Le Conte de la princesse Kaguya

Le Conte de la princesse Kaguya
2014
Isao Takahata

Voilà donc ce qui est considéré par les critiques comme le meilleur film de l’année, et par extension meilleur film d’animation bien entendu. Sorti des prestigieux studios Ghibli, le film promettait doublement de par son réalisateur, à qui l’on doit le tragique mais magnifique Tombeau des Lucioles. Dans un genre totalement différent mais non moins dramatique, cette sublime perle poétique n’est pour autant pas dénuée de défauts, rebutants par bien des aspects, mais il serait dommage d’y arrêter son jugement.

Basé sur la plus vieille légende asiatique qui soit, le film raconte l’histoire de Kaguya, sortie un beau jour d’une pousse de bambou. Parti en couper dans les bois près de sa modeste habitation, un homme trouva ce bambou luminescent, abritant en son sein une princesse plus petite qu’une main, qui se transforma en bébé, et qu’il choisit d’élever comme sa fille. Alors qu’elle grandissait à vue d’œil, son père adoptif continuait de trouver moult trésors dans les bois, y voyant là le signe qu’il devait s’en servir pour faire de sa fille une princesse et l’élever au plus au rang de la société. L’étrange petite fille qu’on surnommait « pousse de bambou », qui s’amusait tant à la campagne, allait devenir la princesse Kaguya, objet de tous les désirs, destinée à faire un beau mariage, et rien d’autre.

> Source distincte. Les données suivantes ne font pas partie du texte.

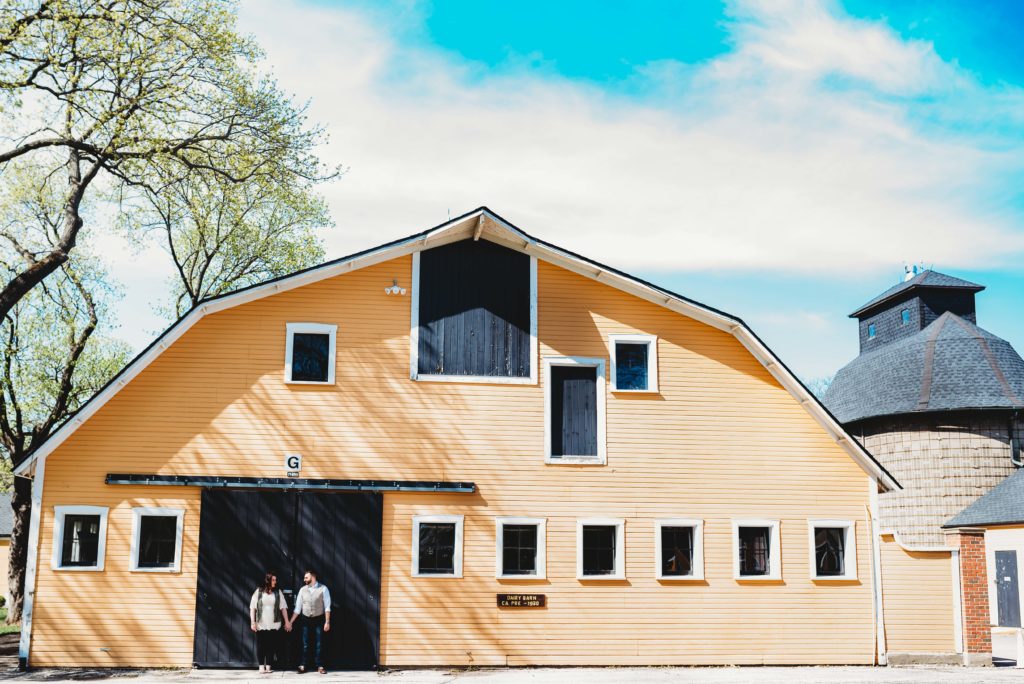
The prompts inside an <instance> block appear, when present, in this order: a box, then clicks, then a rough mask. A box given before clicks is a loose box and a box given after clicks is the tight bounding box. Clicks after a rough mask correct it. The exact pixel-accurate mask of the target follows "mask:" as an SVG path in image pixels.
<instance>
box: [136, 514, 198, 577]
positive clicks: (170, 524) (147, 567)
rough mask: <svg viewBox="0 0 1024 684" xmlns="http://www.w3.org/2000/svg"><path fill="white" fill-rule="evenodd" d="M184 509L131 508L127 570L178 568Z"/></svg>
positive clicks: (149, 570) (168, 571)
mask: <svg viewBox="0 0 1024 684" xmlns="http://www.w3.org/2000/svg"><path fill="white" fill-rule="evenodd" d="M184 514H185V513H184V511H183V510H181V509H174V508H135V509H132V515H133V518H134V519H133V520H132V539H131V541H132V548H131V569H132V570H137V571H141V572H177V571H179V570H180V567H181V530H182V520H183V518H184Z"/></svg>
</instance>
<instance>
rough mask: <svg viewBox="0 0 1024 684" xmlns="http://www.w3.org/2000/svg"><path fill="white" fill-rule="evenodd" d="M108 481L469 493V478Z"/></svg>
mask: <svg viewBox="0 0 1024 684" xmlns="http://www.w3.org/2000/svg"><path fill="white" fill-rule="evenodd" d="M104 481H105V482H106V483H108V484H136V485H138V484H150V485H154V484H156V485H167V486H201V487H210V488H225V489H315V490H318V491H444V493H458V494H472V493H474V491H476V484H475V483H473V482H446V481H443V480H437V481H431V480H340V479H310V478H305V477H219V476H216V475H145V474H138V473H108V475H106V478H105V480H104Z"/></svg>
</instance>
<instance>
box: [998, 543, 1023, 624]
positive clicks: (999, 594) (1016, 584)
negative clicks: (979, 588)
mask: <svg viewBox="0 0 1024 684" xmlns="http://www.w3.org/2000/svg"><path fill="white" fill-rule="evenodd" d="M995 601H996V603H995V605H996V608H997V610H996V612H997V613H998V618H999V627H1020V626H1021V595H1020V587H1019V585H1018V583H1017V552H1016V551H996V552H995Z"/></svg>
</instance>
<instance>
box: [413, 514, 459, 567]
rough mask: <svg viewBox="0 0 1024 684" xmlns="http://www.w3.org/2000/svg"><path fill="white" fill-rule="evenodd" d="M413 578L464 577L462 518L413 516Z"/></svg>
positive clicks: (431, 515)
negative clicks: (462, 552)
mask: <svg viewBox="0 0 1024 684" xmlns="http://www.w3.org/2000/svg"><path fill="white" fill-rule="evenodd" d="M413 575H414V576H417V578H461V576H462V516H461V515H417V516H414V517H413Z"/></svg>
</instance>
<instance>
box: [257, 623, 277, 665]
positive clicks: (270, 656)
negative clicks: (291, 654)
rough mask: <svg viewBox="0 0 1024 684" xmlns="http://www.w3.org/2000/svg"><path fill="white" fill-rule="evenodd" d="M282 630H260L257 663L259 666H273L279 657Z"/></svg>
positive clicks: (257, 642) (259, 633)
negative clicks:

D’apparence le film n’a vraiment rien pour lui. Déjà graphiquement, on a rarement vu un tel foutage de gueule : des dessins pas finis, des décors souvent vides, un niveau de détail ridicule, sans compter les éléments non colorés et le nombre d’images par seconde insuffisant. On dirait une esquisse au fusain de ce que devrait être le film, mais clairement pas le résultat final. Pour ce qui est de l’histoire aussi il y avait de quoi faire la gueule : du grand classique sur « l’argent ne fait pas le bonheur », « la haute société c’est très surfait », et bien d’autres griefs moralisateurs sur la société et son sexisme de l’époque. Non, une femme n’est pas du bétail qu’on vend au plus offrant. Et non, le titre de noblesse n’est pas gage de bonheur. Le coup des cinq épreuves fait aussi très caricatural, de même que sa fin un peu spéciale. Alors pourquoi un tel engouement ? Kaguya. Finalement, au bout d’un moment, on fini par accepter le choix artistique de l’animation, même si le film aurait largement gagné en qualité avec un soin approprié. On fini par voir la beauté incroyable de la princesse, que ce soit grâce à son design si réussi, au fait qu’elle soit la plus soignée de tous les personnages, grâce à l’ambiance si particulière du film, ou par son histoire si belle et touchante. Elle dégage une telle douceur naturelle et à l’air si fragile qu’on en trésaille d’envie de la serrer dans nos bras. Et mine de rien, l’histoire est assez magnifique, d’une grande profondeur et d’une immense poésie, renforcée par une atmosphère à la fois féerique et inquiétante. On met beaucoup de temps à rentrer dans le film à cause du triste choix d’animation épurée, et la fin est une ode au suicide collectif, mais l’histoire est d’une telle pureté et l’héroïne si attendrissante qu’on ne peux que s’incliner face à tant de beauté. Une œuvre à peine croyable tant elle nous bouleverse subtilement.